Software AI accelerators: AI performance boost for free

Get the Latest on All Things CODE



The exponential growth of data has fed artificial intelligence’s voracious appetite and led to its transformation from niche to omnipresent.  An equally important aspect of this AI growth equation is the ever-expanding demands it places on computer system requirements to deliver higher AI performance. This has not only led to AI acceleration being incorporated into common chip architectures such as CPUs, GPUs, and FPGAs but also mushroomed a class of dedicated hardware AI accelerators specifically designed to accelerate artificial neural networks and machine learning applications. While these hardware accelerators can deliver impressive AI performance improvements, software AI accelerators are required to deliver even higher orders of magnitude AI performance gains across deep learning, classical machine learning, and graph analytics, for the same hardware set-up. What’s more is that this AI performance boost driven by software optimizations is free, requiring almost no code changes or developer time and no additional hardware costs.

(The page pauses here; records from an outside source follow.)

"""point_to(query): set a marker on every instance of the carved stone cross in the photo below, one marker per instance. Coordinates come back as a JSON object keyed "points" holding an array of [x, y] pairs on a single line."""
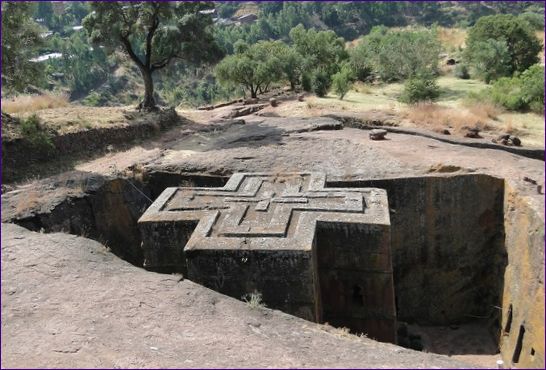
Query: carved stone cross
{"points": [[319, 253]]}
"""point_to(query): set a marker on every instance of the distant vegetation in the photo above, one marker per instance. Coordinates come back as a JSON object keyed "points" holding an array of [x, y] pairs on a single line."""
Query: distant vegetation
{"points": [[148, 52]]}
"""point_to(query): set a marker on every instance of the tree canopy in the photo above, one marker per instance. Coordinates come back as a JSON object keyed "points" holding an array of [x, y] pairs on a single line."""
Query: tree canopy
{"points": [[397, 55], [153, 34], [522, 46], [20, 41], [254, 67]]}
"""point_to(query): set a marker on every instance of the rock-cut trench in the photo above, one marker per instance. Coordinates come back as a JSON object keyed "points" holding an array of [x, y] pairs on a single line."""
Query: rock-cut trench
{"points": [[447, 242]]}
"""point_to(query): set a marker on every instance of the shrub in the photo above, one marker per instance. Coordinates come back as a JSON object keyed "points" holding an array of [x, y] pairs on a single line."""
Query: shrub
{"points": [[306, 82], [420, 89], [461, 71], [320, 83], [343, 81], [33, 132], [519, 93], [397, 54], [532, 85], [522, 45], [507, 92], [490, 59]]}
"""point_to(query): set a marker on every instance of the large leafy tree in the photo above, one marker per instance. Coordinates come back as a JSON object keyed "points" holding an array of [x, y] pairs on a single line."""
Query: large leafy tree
{"points": [[397, 55], [322, 50], [153, 35], [254, 67], [20, 42], [521, 43]]}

Let us try to visualize the scope of the cost savings that can be realized through the 10-100X performance gains that can be realized through software AI acceleration. For example, many of the leading streaming media services have tens of thousands of hours of available content. They might want to use image classification and object detection algorithms for content moderation, text identification, and celebrity recognition. The classification criteria might also be different by country based on local customs and government regulations and the process might need to be repeated for ~10% of the content every month, based on new programs and rule changes. Using the list prices of running these AI algorithms on the leading cloud service providers, even a 10X gain in performance through software AI accelerators can lead to approximate cost savings of millions of dollars a month**.

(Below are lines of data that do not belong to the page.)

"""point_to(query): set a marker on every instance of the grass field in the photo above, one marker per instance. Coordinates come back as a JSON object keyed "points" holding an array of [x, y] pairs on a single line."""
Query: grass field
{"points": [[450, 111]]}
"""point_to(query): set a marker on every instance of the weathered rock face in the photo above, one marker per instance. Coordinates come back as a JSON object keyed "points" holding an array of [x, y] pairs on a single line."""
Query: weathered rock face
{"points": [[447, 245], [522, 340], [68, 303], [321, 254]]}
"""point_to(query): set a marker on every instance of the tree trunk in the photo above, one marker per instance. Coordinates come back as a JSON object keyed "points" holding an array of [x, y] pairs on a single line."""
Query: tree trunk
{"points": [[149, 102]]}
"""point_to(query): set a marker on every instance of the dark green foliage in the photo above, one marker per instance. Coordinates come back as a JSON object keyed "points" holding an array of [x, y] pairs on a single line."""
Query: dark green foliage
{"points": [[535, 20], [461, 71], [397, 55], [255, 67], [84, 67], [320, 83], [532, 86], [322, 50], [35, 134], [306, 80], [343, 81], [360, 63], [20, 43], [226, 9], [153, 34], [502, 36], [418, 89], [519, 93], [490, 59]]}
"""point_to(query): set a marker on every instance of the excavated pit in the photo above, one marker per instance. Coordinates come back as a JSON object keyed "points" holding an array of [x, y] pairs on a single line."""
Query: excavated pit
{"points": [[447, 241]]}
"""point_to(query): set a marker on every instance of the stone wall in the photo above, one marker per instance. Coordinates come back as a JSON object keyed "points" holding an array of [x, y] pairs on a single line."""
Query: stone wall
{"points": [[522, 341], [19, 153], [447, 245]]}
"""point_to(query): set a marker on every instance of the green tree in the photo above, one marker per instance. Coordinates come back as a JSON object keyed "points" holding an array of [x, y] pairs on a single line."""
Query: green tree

Similar cost savings can also be realized for other AI services such as automatic caption generation and recommendation engines, and of course the savings are even higher for the use cases with 100X performance improvements. While your particular AI workload might be markedly smaller, your savings could still be rather significant.

Software determines the ultimate performance of computing platforms and software acceleration is therefore key to enabling “AI Everywhere” with applications across entertainment, telecommunication, automotive, healthcare, and more.

What is a “software AI accelerator” and how does it compare to a hardware AI accelerator?

A software AI accelerator is a term used to refer to the AI performance improvements that can be achieved through software optimizations for the same hardware configuration. A software AI accelerator can make platforms over 10-100X faster across a variety of applications, models, and use-cases.

The increasing diversity of AI workloads has necessitated a business demand for a variety of AI-optimized hardware architectures. These can be classified into three main categories: AI-accelerated CPU, AI-accelerated GPU, and dedicated hardware AI accelerators. We see multiple examples of all three of these hardware categories in the market today, for example Intel Xeon CPUs with DL Boost, Apple CPUs with Neural Engine, Nvidia GPUs with tensor cores, Google TPUs, AWS Inferentia, Habana Gaudi and many others that are under development by a combination of traditional hardware companies, cloud service providers, and AI startups.

While AI hardware has continued to take tremendous strides, the growth rate of AI model complexity far outstrips hardware advancements. About three years ago, a Natural Language AI model like ELMo had ‘just’ 94 million parameters whereas this year, the largest models reached over 1 trillion parameters. The exponential growth of AI has meant that even 1000X increases in computing performance can be easily consumed to solve ever-more complex and interesting use-cases. Solving the world’s problems and getting to the holy grail of “AI everywhere” is therefore only possible through the orders of magnitude performance enhancements driven by software AI accelerators.

While hardware acceleration is like updating your bike to have the latest and greatest features, software acceleration is more like having a completely re-envisioned mode of travel such as a supersonic jet.



This article specifically lays out the performance data of software AI accelerators on Intel® Xeon®. However, we believe that similar magnitudes of performance improvements can be achieved on other AI platforms from AI-accelerated CPUs and GPUs to dedicated hardware AI accelerators. We intend to share performance data for our other platforms in future articles but we also welcome other vendors to share their software acceleration results.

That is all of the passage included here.